Musk escapes punishment for missing SEC meeting due to rocket launch
Kyiv • UNN
A judge refuses to impose sanctions on Elon Musk for missing a meeting with the SEC to review the launch of a SpaceX rocket. Musk agreed to reimburse the regulator $2923 for airfare for lawyers.
In the United States, a judge has refused to impose sanctions on billionaire Elon Musk for missing a meeting with the US Securities and Exchange Commission (SEC) to watch the launch of one of his rockets, UNN reports citing Bloomberg.
Details
U.S. District Judge Jacqueline Scott Corley said on Friday that there was no need to impose sanctions on Musk, as he had already agreed to reimburse the SEC for $2,923 to cover airfare for three of the agency's lawyers in September.
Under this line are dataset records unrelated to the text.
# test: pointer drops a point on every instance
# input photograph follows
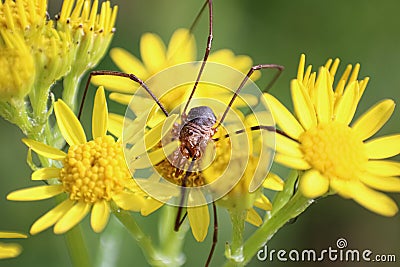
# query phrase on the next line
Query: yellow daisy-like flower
(92, 177)
(156, 57)
(238, 198)
(335, 153)
(10, 250)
Corley noted that Musk finally met with SEC lawyers to testify on October 3.
The regulator is investigating Musk's purchase of Twitter Inc. shares and statements about his investments before he spent $44 billion in 2022 to buy the social media platform, which he later renamed X.
Musk has had a strained relationship with the SEC for years, starting when the SEC sued him for securities fraud in 2018 after he tweeted that Tesla Inc. was going private. During the Twitter investigation, Corley repeatedly ordered Musk to cooperate with the agency after he initially gave two interviews but refused to participate in the third round of questioning.
Musk's lawyer, Alex Spiro, argued that the billionaire's failure to appear at the September deposition was justified because, as the head of SpaceX, he had urgent commitments to travel to Florida to launch a rocket from Cape Canaveral as part of a commercial space mission.
The SEC called on Corley to sanction Musk to remind him that failing to comply with its order was not a "trivial matter," but Spiro argued that his client's voluntary offer to reimburse the agency for $2,923 was sufficient.